これらの戦役には多くの兵が必要であり,その負担は自国民に重く圧し掛かっていました。いくら自国の発展だからと言って,そのために意気揚々と戦場に向かう国民は僅かしかなく,多くの人々はこの圧政を恨んでいました。国が強国の名を恣にしてもそれが生活に何ら寄与しなければ,その政策を支持する人などいないからです。
しかし国を統治する側はそうではありません。自国の発展は自分の名誉に直結するからです。

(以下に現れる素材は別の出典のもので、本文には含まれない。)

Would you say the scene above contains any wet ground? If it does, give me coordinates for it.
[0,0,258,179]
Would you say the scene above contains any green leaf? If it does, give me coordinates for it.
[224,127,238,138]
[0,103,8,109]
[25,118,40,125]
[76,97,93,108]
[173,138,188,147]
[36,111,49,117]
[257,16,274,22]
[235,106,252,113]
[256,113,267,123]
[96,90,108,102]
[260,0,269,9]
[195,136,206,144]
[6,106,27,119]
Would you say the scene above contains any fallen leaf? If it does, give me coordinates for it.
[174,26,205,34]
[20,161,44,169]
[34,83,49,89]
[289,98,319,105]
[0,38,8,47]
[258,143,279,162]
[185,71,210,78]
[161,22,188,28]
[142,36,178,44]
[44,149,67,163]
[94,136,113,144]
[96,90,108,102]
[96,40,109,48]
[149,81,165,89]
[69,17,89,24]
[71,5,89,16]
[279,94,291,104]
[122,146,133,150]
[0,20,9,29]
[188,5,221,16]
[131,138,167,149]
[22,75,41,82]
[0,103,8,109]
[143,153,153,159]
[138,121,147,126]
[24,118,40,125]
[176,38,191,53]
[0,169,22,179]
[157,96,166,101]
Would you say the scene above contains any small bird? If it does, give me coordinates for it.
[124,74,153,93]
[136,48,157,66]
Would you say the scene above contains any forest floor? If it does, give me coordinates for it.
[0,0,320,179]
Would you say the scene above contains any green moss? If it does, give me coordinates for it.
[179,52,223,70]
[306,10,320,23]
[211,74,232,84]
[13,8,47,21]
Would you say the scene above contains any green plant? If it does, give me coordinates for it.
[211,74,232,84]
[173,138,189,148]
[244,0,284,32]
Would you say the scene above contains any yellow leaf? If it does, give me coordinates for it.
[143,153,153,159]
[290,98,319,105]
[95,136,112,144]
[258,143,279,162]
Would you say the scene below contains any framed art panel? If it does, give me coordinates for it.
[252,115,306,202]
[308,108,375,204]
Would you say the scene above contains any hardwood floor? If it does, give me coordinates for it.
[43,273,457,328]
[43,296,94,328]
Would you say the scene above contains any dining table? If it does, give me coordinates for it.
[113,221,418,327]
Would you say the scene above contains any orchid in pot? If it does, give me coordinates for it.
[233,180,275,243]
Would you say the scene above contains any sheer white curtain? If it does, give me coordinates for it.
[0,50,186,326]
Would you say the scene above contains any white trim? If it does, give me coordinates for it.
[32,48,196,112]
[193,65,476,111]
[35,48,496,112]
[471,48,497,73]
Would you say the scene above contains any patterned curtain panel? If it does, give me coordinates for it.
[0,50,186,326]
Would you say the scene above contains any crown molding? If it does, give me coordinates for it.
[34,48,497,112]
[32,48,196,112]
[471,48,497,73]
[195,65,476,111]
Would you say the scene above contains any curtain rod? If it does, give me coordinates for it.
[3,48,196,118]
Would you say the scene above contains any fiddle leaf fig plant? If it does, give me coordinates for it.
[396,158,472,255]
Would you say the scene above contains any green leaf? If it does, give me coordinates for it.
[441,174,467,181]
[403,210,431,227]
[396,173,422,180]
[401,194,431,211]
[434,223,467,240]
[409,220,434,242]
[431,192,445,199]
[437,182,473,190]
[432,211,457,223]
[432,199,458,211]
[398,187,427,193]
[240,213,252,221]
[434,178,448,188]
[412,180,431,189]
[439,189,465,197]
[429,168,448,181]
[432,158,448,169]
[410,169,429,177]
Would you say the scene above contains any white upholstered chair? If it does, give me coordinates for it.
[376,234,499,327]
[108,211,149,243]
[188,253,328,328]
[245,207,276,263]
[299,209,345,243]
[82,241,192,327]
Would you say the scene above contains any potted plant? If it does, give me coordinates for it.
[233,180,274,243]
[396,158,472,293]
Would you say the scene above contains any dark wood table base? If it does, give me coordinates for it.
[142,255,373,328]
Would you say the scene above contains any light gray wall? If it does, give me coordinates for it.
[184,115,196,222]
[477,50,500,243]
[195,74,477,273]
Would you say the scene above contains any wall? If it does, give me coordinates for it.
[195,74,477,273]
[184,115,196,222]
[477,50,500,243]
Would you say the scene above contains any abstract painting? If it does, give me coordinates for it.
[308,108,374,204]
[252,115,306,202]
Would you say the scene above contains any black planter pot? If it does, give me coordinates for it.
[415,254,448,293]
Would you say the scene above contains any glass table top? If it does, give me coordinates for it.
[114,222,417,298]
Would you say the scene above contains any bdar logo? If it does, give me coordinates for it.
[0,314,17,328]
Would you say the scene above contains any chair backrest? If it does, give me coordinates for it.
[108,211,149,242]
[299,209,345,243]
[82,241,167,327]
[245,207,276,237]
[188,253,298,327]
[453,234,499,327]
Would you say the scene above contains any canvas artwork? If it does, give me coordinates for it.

こうして圧政者と,虐げられる国民の構図が生まれ,両者は互いに反感を抱いていきます。圧政者は自分の意のままにならない国民に苛立ちを覚え,強制的に従わせようとして悪法を制定していきます。一方で国民の生活はさらに厳しさを増し,統治者に対する憎悪を募らせていきます。
このような国は大抵,国民の反旗によって滅びます。国民が武装蜂起して国が亡ぶことがあれば,他国の侵略に国民が手を貸して亡ぶなどです。
国が亡び,国民が圧政から解放された時,国民は当然ながらそれを喜びます。ところがザラツゥストラはそこで警鐘を鳴らしました。それが今回引用した部分になります。
「暴君から解放されたこの人々は,彼の敵となるでしょう」
国民の憎悪は,長らく自分たちを苦しめてきた暴君に向けられます。なぜなら「長く抑圧されてきた人々は復讐を好む」からです。
こうして復讐は連鎖となって続いていきますが,これは多くの人を巻き込む怨嗟の渦となり,やがて「地獄(hell)」や「群れ(knot)」を作っていきます。
現世における生活はもとより,死んだ後の天界でも地獄となり,どこにも救いがない状況となります。
この状況をザラツゥストラはこう言いました。
「それはオーマズドの法を阻害します」
死者の霊魂が安らかに昇天するため,人間は他の人間を決して殺してはならず,苦しめてもならないわけです。虐げられた側としては,それを甘受することはなかなかできないことです。それならば,せめて不干渉を貫いた方がまだましなのかもしれません。